Aquaculture America 2024

February 18 - 21, 2024

San Antonio, Texas

GLOBAL WARMING AND NANOPLASTIC TOXICITY

Saltuk Bugrahan Ceyhun

Aquatic Biotechnology Laboratory,

Faculty of Fisheries, Atatürk University,

Erzurum, Türkiye

saltukceyhun@hotmail.com

 



Abstract

Plastics have low density, longevity, excellent barrier properties and relatively low cost, due to these features they are ideal materials for a wide range of manufacturing and packaging applications. According to records, a continuously increasing global annual production of plastics have around 300 million t and this total continues to grow at about 4 % per year. Due to the chemically linked by weak secondary bonds or by physical interaction of polymers, eventually, nano-sized particles from any size of the plastic would spread to the transient environment. The worrying part is that ‘smaller particles are generally more toxic than the corresponding bulk material at the same mass concentration’. On the other hand, increasing nanoplastics (NPs) pollution may lead to unknown environmental risks when considered together with climate change, which has the potential to become an increasingly important environmental issue in the coming decades.

In vivo studies have shown that nano-sized plastic exposure has resulted in bioaccumulation within the body even brain, leading to oxidative DNA damage in the brain regions where it bioaccumulates, compromising immune responses, induction liver lesions and ultimately affecting behavior, physiology and metabolism [1]. Moreover, according to the results of our recent studies, these toxic effects can become more dramatic with low temperature increases [2–5].

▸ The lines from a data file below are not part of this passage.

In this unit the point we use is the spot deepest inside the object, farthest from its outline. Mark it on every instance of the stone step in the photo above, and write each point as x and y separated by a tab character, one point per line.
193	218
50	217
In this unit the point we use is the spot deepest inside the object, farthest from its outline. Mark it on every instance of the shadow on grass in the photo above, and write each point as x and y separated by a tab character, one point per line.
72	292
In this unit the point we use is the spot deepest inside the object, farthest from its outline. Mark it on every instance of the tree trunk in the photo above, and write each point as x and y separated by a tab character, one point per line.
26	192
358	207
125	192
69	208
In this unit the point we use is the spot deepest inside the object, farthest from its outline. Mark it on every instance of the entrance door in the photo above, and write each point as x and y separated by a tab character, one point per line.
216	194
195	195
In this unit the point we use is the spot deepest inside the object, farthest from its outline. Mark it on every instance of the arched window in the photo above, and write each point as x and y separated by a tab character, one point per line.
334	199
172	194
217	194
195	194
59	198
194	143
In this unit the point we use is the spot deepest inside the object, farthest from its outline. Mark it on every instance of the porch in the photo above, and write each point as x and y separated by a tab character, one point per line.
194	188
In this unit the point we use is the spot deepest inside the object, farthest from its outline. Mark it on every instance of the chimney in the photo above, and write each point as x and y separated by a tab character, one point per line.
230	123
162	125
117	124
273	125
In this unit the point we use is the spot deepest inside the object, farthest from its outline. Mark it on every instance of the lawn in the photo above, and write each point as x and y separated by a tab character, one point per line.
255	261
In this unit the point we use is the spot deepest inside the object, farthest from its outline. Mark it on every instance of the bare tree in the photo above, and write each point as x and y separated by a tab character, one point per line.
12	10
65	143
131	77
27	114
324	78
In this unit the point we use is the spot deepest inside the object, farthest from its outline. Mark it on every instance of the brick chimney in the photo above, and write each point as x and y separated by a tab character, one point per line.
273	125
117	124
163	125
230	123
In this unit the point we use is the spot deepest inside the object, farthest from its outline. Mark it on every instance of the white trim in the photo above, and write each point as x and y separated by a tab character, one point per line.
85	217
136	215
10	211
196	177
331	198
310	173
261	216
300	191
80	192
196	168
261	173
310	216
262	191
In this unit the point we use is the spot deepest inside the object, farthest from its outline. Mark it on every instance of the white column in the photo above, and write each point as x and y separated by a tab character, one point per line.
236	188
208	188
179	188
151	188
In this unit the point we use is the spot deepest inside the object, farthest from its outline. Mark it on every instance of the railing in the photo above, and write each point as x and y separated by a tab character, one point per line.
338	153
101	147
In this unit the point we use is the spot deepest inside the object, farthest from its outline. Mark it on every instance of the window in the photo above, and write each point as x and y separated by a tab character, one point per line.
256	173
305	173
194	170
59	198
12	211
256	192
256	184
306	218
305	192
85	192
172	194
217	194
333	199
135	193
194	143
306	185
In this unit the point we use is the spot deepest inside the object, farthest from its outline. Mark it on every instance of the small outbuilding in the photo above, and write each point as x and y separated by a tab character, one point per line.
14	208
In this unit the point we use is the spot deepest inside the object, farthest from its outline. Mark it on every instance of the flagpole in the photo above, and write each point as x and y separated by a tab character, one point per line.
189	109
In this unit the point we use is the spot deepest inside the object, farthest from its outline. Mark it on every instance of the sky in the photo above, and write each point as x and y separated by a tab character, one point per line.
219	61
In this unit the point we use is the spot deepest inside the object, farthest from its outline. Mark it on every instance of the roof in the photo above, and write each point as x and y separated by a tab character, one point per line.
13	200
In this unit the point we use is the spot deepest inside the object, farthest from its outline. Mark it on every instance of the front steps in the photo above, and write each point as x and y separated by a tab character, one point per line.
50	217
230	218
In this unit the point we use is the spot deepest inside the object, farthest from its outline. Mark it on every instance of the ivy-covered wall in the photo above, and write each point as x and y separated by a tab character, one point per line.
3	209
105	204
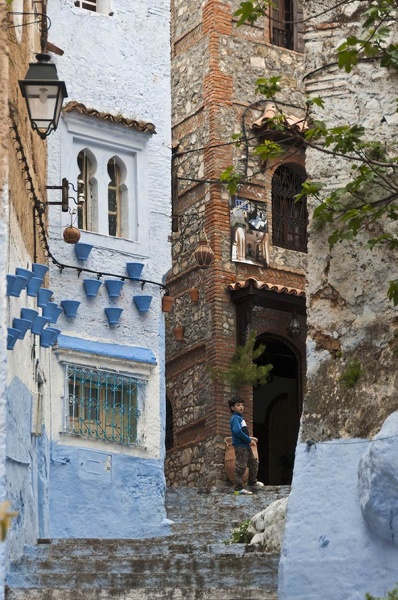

Key words; global warming; nanoplastics; microplastics.

References

1. Sökmen TÖ, Sulukan E, Türkoğlu M, Baran A, Özkaraca M, Ceyhun SB. Polystyrene nanoplastics (20 nm) are able to bioaccumulate and cause oxidative DNA damages in the brain tissue of zebrafish embryo (Danio rerio). Neurotoxicology [Internet]. 2020; Available from: https://www.mendeley.com/catalogue/a09ee920-16af-3052-a1db-511076679277/

2. Sulukan E, Baran A, Şenol O, Yildirim S, Mavi A, Ceyhun HA, et al. The synergic toxicity of temperature increases and nanopolystrene on zebrafish brain implies that global warming may worsen the current risk based on plastic debris. Science of The Total Environment. Elsevier; 2022;808:152092.

3. Sulukan E, Şenol O, Baran A, Kankaynar M, Yıldırım S, Kızıltan T, et al. Nano-sized polystyrene plastic particles affect many cancer-related biological processes even in the next generations; zebrafish modeling. Science of The Total Environment [Internet]. Elsevier; 2022 [cited 2022 Jun 13];838:156391. Available from: https://linkinghub.elsevier.com/retrieve/pii/S004896972203488X

4. Sulukan E, Baran A, Kankaynar M, Kiziltan T, Bolat İ, Yildirim S, et al. Global warming and glyphosate toxicity (II): Offspring zebrafish modelling with behavioral, morphological and immunohistochemical approaches. Science of The Total Environment [Internet]. Elsevier; 2022 [cited 2022 Sep 30];158903. Available from: https://linkinghub.elsevier.com/retrieve/pii/S0048969722060028

5. Sulukan E, Baran A, Şenol O, Kankaynar M, Yıldırım S, Bolat İ, et al. Global warming and glyphosate toxicity (I): Adult zebrafish modelling with behavioural, immunohistochemical and metabolomic approaches. Science of The Total Environment. Elsevier; 2023;858:160086.